Long-Term Incentive Plan
Hiring employees can be expensive. In fact, retaining talent is more cost-effective than recruiting and training new hires. Replacing an employee can cost six-to-nine times their monthly salary. For a business executive earning $70,000 a year, that's $35,000 to $52,500 in recruiting and training expenses.
Considering these facts, it's in your best interest to retain talent and boost your team's morale. One way to do that is to offer long-term incentive compensation. This may include restricted stock, performance shares and even cash awards.
A long-term incentive program allows you to reward executives for achieving the company's strategic objectives. It will also make your employees feel valued, leading to greater motivation and satisfaction. Money isn't always the answer. By offering performance shares and stock options, you have a better chance of retaining talent and reducing employee turnover.
There are different types of long-term incentive compensation, and each has its perks. Choosing one over another depends on your goals, business size, organizational value and other factors.
Executives who achieve certain objectives over a multi-year period are typically rewarded with performance shares. For example, you may offer this type of LTIP to your employees for attaining certain earnings-per-share targets.

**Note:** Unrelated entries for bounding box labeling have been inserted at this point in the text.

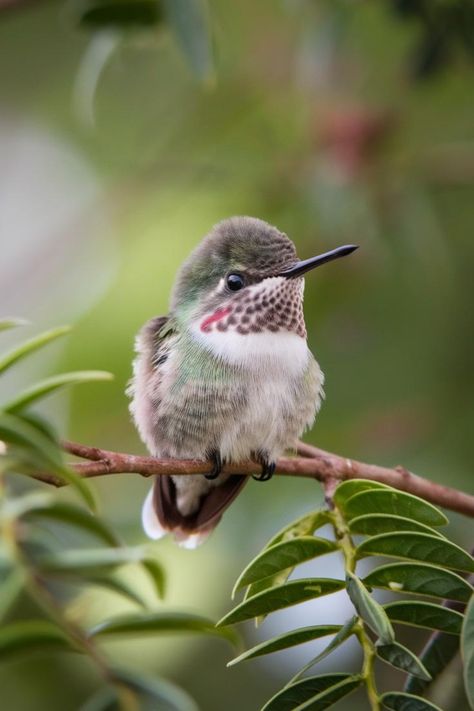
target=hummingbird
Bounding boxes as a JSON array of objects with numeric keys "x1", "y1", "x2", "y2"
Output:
[{"x1": 128, "y1": 217, "x2": 357, "y2": 548}]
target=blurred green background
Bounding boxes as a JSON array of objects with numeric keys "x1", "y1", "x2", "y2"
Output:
[{"x1": 0, "y1": 0, "x2": 474, "y2": 711}]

This kind of long-term incentive plan usually has minimum and maximum payout levels. A company may decide to offer performance shares only when its stock reaches a certain value on the market. The number of shares will depend on each employee's performance.
Companies can reward their managers and executives by giving them the right to purchase shares at a predetermined price every five-to-10 years. In this case, there is no cash outflow for your business, which helps reduce expenses. The drawback of giving away stock options is that it will dilute the corporate earnings per share.
The idea behind this long-term incentive program is to align incentives between a company's shareholders and employees. Think of it as a way to motivate your best people to stay with the company for as long as possible. As the stock price goes up, so does the profit for shareholders. This option is popular among startups and large companies alike.
Another way to reward and retain your employees is to offer restricted stock. You will be offering stock shares under certain conditions, such as after achieving a specific performance target or upon working for your company for a particular length of time. Furthermore, you can set limits on share sales or transfers.
Your company's long-term incentive plan may also include cash awards. This option is popular among private companies and doesn't require the existence of shares. Most organizations offer cash awards upon achievement of certain performance objectives over a three-year period.
There are many other types of long-term incentive compensation available. Extra vacation days, paid sabbaticals, stock appreciation rights and phantom stocks are just a few examples. Assess your options so you can choose one that works best for your organization. Consider your company's culture, size and performance as well as your employers' needs.